D’ailleurs, il n’est pas conseillé de vous y promener le soir avec vos enfants car la débauche et la luxure y sont bien présentes ! Mais si vous êtes exempts de toute obligation et responsabilité parentales, alors, surtout, ne vous privez pas et laissez-vous porter par l’ivresse de cette rue on ne peut plus endiablée où la musique est partout, où l’alcool coule à flots et où les mots « complexe » et « jugement » n’ont alors plus de sens… Pour l’avoir traversée en fin d’après-midi, je peux vous dire que même Las Vegas surnommée la « ville des péchés » est une bien petite joueuse à côté !
Mais, surtout, que cela ne vous donne pas une mauvaise image du Vieux Carré qui ne s’arrête pas à cette rue mais regorge en réalité de 120 pâtés de maisons tous plus colorés, somptueux et fascinants les uns que les autres, où les briques, les cours privées, les patios et les fontaines des jolies demeures semblables à des maisons de poupée montrent inexorablement que l’influence espagnole l’emporte de loin sur l’influence française, bien que toujours présente avec des noms de rue bien français comme Orléans Street, Toulouse Street, Chartres Street, Bourbon Street, et bien d’autres encore…

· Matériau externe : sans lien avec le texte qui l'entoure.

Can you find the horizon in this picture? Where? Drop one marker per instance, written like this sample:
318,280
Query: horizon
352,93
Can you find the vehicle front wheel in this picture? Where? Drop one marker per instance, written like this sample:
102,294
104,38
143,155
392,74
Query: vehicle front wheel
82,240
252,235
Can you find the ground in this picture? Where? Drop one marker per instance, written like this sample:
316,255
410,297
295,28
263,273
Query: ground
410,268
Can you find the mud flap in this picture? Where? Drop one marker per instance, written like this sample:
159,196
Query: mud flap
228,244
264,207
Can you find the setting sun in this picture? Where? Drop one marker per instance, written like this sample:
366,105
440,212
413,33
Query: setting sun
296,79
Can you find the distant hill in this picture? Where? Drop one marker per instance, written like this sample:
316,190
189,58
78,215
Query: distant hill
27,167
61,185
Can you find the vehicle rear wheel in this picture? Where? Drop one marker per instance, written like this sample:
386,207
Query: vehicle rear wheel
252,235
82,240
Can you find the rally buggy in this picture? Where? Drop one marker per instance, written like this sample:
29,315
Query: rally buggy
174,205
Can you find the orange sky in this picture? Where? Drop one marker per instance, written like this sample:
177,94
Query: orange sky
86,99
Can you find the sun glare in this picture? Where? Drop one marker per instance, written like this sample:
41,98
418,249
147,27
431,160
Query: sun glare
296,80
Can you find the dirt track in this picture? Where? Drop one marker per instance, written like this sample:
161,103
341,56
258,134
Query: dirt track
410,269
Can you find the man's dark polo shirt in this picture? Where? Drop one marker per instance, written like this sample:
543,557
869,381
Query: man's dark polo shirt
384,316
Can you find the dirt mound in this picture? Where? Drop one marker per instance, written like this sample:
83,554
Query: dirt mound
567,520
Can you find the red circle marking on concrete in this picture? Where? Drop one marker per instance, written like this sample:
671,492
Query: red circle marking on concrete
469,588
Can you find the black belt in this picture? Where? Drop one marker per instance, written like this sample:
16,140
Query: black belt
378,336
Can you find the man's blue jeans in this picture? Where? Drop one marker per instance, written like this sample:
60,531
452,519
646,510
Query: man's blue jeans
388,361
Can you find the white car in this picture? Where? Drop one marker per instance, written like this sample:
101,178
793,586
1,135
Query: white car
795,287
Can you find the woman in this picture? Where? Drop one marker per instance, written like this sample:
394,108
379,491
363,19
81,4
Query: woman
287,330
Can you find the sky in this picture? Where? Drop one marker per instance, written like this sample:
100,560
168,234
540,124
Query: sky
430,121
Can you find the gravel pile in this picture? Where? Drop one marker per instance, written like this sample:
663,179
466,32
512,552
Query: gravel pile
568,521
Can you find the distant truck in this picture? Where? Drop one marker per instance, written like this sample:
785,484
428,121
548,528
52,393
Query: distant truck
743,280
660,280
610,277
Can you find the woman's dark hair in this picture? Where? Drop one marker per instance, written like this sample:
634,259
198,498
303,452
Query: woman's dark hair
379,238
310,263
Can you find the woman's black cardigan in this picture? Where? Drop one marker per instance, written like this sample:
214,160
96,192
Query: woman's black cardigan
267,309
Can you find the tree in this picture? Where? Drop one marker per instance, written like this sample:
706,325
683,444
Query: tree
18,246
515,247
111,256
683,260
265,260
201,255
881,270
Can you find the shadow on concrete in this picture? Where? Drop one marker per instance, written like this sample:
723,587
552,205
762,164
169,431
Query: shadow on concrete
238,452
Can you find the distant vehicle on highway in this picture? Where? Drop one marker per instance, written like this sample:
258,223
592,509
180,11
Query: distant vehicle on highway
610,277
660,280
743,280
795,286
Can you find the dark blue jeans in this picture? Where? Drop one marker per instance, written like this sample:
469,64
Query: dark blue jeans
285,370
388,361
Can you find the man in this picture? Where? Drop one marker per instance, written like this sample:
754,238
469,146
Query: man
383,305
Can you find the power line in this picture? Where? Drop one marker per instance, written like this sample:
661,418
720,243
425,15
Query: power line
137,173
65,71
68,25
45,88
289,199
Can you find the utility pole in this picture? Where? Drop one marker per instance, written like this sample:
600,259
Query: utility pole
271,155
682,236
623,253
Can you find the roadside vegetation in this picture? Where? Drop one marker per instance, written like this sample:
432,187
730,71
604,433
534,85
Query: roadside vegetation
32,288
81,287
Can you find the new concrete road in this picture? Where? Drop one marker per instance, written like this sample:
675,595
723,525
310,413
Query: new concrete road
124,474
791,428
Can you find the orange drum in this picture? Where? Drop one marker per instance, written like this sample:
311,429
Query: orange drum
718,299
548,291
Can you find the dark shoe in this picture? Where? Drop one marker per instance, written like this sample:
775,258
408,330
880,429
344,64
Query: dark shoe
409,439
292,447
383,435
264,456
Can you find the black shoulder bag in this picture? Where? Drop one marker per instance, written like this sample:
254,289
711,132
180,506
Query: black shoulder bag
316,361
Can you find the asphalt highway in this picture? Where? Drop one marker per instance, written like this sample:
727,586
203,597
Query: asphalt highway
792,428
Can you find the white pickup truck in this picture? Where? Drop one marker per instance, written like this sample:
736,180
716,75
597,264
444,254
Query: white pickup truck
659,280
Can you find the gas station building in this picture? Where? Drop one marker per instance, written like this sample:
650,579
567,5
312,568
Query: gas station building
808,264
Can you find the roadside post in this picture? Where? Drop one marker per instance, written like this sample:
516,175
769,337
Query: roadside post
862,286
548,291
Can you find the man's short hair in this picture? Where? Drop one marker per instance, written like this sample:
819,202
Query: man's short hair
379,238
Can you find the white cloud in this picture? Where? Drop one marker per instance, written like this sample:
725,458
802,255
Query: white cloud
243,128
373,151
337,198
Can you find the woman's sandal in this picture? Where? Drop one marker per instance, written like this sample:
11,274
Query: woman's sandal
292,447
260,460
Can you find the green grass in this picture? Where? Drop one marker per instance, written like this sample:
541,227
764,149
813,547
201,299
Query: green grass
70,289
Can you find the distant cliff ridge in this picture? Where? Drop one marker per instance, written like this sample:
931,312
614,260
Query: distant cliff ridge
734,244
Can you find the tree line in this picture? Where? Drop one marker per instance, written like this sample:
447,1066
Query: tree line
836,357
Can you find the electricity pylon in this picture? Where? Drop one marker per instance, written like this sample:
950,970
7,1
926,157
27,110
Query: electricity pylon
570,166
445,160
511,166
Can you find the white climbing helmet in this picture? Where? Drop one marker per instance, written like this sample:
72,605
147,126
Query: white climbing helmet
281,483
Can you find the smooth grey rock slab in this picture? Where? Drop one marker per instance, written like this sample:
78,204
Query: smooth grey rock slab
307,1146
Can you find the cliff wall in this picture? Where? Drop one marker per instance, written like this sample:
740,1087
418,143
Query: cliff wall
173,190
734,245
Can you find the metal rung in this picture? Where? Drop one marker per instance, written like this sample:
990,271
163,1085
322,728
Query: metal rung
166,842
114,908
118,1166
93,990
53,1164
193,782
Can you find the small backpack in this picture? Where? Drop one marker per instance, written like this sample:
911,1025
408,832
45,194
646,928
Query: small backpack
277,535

Donc, si je pouvais vous donner un conseil, n’hésitez absolument pas à errer, flâner et, surtout, rêver dans ces petites rues délicieuses et exquises de ce vieux quartier, d’autant plus qu’il y a très peu de chances que vous vous perdiez étant donné son plan rectangulaire au quadrillage bien millimétré !
D’ailleurs, si vous le suivez scrupuleusement, celui-ci vous conduira à des monuments de toute beauté, comme la Cathédrale St Louis, son presbytère, ou encore The Cabildo (ancien siège du gouvernement où a été signé l’acte de vente de la Louisiane aux États-Unis en 1803, devenu aujourd’hui un musée consacré à l’histoire de cet État). Non loin de là, vous trouverez également Jackson Square – Plaza de Armas (l’ancienne place d’armes) avec ses musiciens et ses artistes peintres qui enchantent tous les jours les oreilles et les yeux des passants ébahis, sans oublier ces authentiques calèches tirées par des mules, alignées sur Decatur Street et qui vous promettent une visite inoubliable du quartier !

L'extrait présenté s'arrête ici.